1 hour ago, Chock said:

Turbulence acts on the whole airframe, so it doesn’t just wobble the nose around, the entire aeroplane does this as a function of riding on air which is doing that.

Alan, this is the best description of the problem I've read so far.

Chris

1 minute ago, sd_flyer said:

We are here, we are real. We have already provided feedback and you guys still looking for internet sensation opinion! LOL

So, what do you think?  Is the random motion good or bad?  Are we flying on rails or have we gone off the rails completely?

Hook

Larry Hookins

 

Oh! I have slipped the surly bonds of Earth
And danced the skies on laughter-silvered wings;

Actually what would be a good compromise, is to make that shaky part of the modeling an 'AccuFeel' type option, similar the standalone add-on A2A make for FSX and P3D, whereby you can tick whichever boxes for the effects you want, move a slider for the magnitude, or turn it off completely. That way everyone would be happy.

Yeah right, who am I kidding, when has every flight simmer been happy? 🤣

I bet you if Asobo handed the problem over to A2A, they'd have it all sorted by teatime.

Edited by Chock

Alan Bradbury

Check out my youtube flight sim videos: Here

11 minutes ago, F737NG said:

Can you two please stop talking so much sense?
I'll end up giving myself whiplash from reading your posts and all the nodding of my head along!

Thanks!

Robert Young - retired full time developer - see my Nexus Mod Page and my GitHub Mod page

12 minutes ago, LHookins said:

Is the random motion good or bad?

I don't know if it is random or not. From the cockpit...sorry, I should have said flight deck (learned this weekend that cockpit is no longer PC 🤦‍♂️)  the randomness of the motion in the sim very much reminds me of what it feels like to pilot a light aircraft through turbulent summer afternoon air. I do think there is some legitimate air mass modeling going on as I swear I've hit turbulence on the leeward side of a ridge or hill. From the exterior view however, that movement is as Alan pointed out. It appears to jostle the plane very sharply around the CG point rather than the plane as a whole riding the moving air mass.

Edited by snglecoil

Chris

35 minutes ago, Chock said:

probably a 'canned effect' and not the actual, second-by-second flight model calculation from the individual aeroplane's stats

 Have a look at Flightchops' interpretation at about 18'

 

I don't really care much about the opinion of "real world pilots" because this is a $60 game and not a full motion simulator. It's like asking a Marine whether Call of Duty is an accurate representation of modern combat. 

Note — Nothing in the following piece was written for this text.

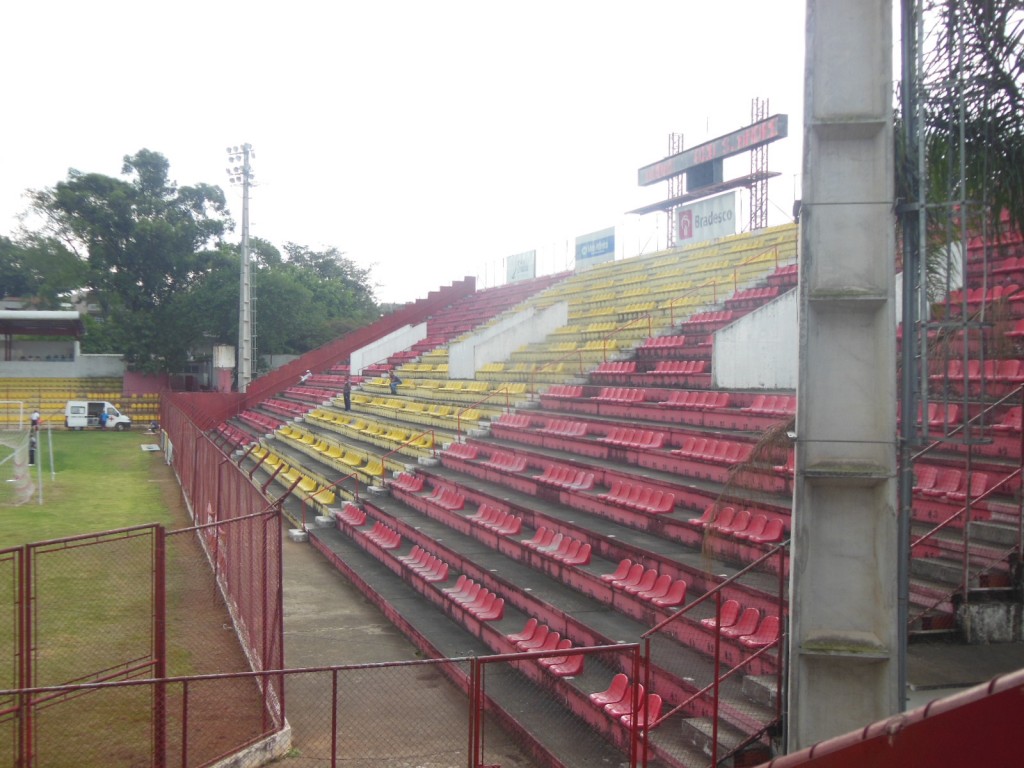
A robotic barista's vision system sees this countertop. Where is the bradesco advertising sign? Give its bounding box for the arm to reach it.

7 minutes ago, snglecoil said:

the randomness of the motion in the sim very much reminds me of what it feels like to pilot a light aircraft through turbulent summer afternoon air. I do think there is some legitimate air mass modeling going on as I swear I've hit turbulence on the leeward side of a ridge or hill.

This is my impression as well.  And yes you do hit real turbulence near hills.
 

8 minutes ago, snglecoil said:

From the exterior view however, that movement is as Alan pointed out. It appears to jostle the plane very sharply around the CG point rather than the plane as a whole riding the moving air mass.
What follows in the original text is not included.